Re: [PATCH v3 0/2] nvme-fabrics: short-circuit connect retries

From: Hannes Reinecke
Date: Thu Mar 07 2024 - 09:11:07 EST


On 3/7/24 13:14, Sagi Grimberg wrote:


On 07/03/2024 13:45, Hannes Reinecke wrote:
On 3/7/24 12:30, Sagi Grimberg wrote:

[ .. ]

Where is this retried today, I don't see where connect failure is retried, outside of a periodic reconnect.
Maybe I'm missing where what is the actual failure here.

static void nvme_tcp_reconnect_ctrl_work(struct work_struct *work)
{
        struct nvme_tcp_ctrl *tcp_ctrl =
                        container_of(to_delayed_work(work),
                        struct nvme_tcp_ctrl, connect_work);
        struct nvme_ctrl *ctrl = &tcp_ctrl->ctrl;

        ++ctrl->nr_reconnects;

        if (nvme_tcp_setup_ctrl(ctrl, false))
                goto requeue;

        dev_info(ctrl->device, "Successfully reconnected (%d attempt)\n",
                        ctrl->nr_reconnects);

        ctrl->nr_reconnects = 0;

        return;

requeue:
        dev_info(ctrl->device, "Failed reconnect attempt %d\n",

and nvme_tcp_setup_ctrl() returns either a negative errno or an NVMe status code (which might include the DNR bit).

I thought this is about the initialization. yes today we ignore the status in re-connection assuming that whatever
happened, may (or may not) resolve itself. The basis for this assumption is that if we managed to connect the first
time there is no reason to assume that connecting again should fail persistently.
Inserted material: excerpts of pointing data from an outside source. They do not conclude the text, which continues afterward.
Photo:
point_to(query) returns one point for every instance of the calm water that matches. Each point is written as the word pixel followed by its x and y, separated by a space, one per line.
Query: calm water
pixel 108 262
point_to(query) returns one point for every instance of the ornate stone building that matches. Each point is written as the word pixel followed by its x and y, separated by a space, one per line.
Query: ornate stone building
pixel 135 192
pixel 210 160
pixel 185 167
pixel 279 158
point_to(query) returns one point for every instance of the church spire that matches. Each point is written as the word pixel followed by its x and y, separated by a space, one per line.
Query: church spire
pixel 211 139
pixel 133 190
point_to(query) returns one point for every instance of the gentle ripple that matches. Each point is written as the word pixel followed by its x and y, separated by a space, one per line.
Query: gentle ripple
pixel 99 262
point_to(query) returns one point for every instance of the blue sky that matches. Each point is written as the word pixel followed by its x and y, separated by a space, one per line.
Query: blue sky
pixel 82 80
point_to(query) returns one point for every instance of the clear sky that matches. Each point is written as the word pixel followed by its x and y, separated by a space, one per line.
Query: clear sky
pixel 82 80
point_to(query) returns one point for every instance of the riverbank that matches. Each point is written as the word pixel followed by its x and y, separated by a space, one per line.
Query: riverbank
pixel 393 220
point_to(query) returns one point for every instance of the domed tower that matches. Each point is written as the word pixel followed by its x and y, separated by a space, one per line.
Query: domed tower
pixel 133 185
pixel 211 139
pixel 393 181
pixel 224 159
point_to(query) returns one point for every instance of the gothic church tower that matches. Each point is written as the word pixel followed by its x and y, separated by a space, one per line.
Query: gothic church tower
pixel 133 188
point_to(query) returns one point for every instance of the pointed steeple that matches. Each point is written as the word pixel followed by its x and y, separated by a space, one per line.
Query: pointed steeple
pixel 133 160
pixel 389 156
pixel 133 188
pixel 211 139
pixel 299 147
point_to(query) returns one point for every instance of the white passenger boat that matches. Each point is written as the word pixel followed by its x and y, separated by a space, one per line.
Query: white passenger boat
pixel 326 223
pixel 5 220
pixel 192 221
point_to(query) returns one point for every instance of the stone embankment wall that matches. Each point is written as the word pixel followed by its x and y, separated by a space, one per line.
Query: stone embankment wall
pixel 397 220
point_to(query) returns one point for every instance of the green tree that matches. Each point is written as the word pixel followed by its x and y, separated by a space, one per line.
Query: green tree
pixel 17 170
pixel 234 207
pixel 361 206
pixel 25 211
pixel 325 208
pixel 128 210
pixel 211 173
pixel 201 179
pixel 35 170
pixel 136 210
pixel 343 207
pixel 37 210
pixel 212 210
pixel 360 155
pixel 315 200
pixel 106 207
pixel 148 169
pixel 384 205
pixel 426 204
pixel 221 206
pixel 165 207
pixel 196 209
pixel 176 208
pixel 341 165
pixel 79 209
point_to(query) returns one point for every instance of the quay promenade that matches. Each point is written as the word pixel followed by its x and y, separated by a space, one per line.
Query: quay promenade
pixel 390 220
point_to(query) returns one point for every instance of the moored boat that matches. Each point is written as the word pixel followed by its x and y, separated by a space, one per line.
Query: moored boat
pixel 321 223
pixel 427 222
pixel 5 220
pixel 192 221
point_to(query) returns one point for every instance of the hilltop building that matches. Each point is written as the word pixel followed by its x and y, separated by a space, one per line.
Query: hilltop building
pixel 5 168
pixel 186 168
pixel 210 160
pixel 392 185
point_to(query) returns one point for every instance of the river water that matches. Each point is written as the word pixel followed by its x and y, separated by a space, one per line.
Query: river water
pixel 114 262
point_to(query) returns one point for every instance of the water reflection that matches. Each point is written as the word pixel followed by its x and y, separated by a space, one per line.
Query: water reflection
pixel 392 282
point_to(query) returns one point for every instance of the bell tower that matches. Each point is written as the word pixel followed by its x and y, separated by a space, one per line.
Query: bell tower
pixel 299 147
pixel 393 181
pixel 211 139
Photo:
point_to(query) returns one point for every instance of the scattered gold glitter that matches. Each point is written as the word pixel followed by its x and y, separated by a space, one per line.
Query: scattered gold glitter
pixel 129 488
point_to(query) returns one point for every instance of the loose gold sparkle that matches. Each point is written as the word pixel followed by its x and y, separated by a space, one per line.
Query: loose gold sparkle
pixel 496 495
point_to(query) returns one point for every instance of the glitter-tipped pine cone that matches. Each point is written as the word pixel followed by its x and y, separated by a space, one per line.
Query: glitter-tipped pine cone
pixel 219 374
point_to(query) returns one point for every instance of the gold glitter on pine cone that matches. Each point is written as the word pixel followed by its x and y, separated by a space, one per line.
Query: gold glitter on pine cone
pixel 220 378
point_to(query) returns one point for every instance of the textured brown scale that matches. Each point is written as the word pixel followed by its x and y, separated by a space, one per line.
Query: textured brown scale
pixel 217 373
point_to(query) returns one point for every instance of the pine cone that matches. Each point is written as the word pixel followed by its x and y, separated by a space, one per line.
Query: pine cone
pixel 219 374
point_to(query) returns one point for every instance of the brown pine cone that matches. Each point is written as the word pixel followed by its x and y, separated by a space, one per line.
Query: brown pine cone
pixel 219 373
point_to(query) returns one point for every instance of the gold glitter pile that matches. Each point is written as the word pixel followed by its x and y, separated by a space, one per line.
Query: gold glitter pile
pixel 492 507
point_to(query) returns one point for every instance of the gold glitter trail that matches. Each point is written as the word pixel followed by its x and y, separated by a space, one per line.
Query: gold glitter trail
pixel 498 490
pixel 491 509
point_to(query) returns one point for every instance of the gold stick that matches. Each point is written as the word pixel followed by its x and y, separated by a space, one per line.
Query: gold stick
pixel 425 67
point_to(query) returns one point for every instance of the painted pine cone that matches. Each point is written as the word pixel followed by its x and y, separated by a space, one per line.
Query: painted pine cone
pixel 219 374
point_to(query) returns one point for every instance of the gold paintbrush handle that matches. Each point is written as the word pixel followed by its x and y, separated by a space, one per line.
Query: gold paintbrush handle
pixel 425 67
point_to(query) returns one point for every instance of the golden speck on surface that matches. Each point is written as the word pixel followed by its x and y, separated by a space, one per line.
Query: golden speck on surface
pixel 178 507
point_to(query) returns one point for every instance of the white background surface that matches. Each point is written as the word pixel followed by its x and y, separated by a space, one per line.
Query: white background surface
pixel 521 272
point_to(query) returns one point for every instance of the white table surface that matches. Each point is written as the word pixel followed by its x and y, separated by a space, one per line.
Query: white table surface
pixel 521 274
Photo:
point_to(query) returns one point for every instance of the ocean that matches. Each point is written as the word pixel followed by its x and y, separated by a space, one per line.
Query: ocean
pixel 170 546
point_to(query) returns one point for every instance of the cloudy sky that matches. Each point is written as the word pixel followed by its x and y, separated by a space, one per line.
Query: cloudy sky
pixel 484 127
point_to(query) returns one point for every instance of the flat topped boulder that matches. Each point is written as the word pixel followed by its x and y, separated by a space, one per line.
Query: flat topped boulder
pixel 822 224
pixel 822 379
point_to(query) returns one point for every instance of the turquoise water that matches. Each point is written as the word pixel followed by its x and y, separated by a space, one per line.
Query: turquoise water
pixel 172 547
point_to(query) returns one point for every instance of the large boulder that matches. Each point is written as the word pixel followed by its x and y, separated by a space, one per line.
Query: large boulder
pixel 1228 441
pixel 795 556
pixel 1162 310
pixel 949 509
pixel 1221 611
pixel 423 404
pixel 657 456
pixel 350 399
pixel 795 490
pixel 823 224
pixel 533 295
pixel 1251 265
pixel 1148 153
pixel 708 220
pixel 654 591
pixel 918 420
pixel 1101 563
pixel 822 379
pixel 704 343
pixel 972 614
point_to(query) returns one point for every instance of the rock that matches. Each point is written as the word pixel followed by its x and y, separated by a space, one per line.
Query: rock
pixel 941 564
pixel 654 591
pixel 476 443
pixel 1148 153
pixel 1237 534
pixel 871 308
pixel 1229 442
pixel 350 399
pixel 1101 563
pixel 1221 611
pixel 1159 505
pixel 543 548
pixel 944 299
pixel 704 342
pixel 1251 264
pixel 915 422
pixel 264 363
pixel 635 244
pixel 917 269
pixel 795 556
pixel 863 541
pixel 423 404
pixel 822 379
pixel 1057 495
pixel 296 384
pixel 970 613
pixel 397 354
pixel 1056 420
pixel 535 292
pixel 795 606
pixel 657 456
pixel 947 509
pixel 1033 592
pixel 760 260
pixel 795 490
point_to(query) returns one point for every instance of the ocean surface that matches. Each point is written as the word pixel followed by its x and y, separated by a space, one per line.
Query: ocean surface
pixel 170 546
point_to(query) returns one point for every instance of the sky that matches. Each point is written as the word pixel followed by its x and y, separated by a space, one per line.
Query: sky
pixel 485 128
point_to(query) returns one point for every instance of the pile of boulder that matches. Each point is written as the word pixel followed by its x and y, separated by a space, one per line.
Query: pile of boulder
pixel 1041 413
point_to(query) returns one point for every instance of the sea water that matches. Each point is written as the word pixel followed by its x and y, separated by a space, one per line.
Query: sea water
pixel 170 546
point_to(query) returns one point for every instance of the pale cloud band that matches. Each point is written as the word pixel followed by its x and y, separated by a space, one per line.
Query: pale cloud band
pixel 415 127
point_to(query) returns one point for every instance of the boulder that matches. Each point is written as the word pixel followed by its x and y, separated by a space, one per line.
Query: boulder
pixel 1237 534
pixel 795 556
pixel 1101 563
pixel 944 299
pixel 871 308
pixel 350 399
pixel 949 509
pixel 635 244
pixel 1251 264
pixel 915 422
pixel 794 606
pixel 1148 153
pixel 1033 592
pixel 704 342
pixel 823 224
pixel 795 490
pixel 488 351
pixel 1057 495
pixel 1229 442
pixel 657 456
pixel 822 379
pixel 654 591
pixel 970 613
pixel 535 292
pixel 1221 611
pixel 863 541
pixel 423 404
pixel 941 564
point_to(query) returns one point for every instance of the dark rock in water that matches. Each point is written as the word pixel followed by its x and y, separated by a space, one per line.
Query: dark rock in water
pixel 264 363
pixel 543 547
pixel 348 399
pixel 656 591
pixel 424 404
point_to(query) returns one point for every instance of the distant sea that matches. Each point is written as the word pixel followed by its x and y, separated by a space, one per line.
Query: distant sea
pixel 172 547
And that is another issue where I'm not really comfortable with.
While it would make sense to have the connect functionality to be
one-shot, and let userspace retry if needed, the problem is that we
don't have a means of transporting that information to userspace.
The only thing which we can transport is an error number, which
could be anything and mean anything.
If we had a defined way stating: 'This is a retryable, retry with the same options.' vs 'This is retryable error, retry with modified options.' vs 'This a non-retryable error, don't bother.' I'd be
fine with delegating retries to userspace.
But currently we don't.

If there is a consensus that we should not assume it, its a valid argument. I didn't see where this happens with respect
to authentication though.

nvmf_connect_admin_queue():

/* Authentication required */
ret = nvme_auth_negotiate(ctrl, 0);
if (ret) {
dev_warn(ctrl->device,
"qid 0: authentication setup failed\n");
ret = NVME_SC_AUTH_REQUIRED;
goto out_free_data;
}
ret = nvme_auth_wait(ctrl, 0);
if (ret)
dev_warn(ctrl->device,
"qid 0: authentication failed\n");
else
dev_info(ctrl->device,
"qid 0: authenticated\n");

The first call to 'nvme_auth_negotiate()' is just for setting up
the negotiation context and start the protocol. So if we get
an error here it's pretty much non-retryable as it's completely
controlled by the fabrics options.
nvme_auth_wait(), OTOH, contains the actual result from the negotiation,
so there we might or might not retry, depending on the value of 'ret'.

Cheers,

Hannes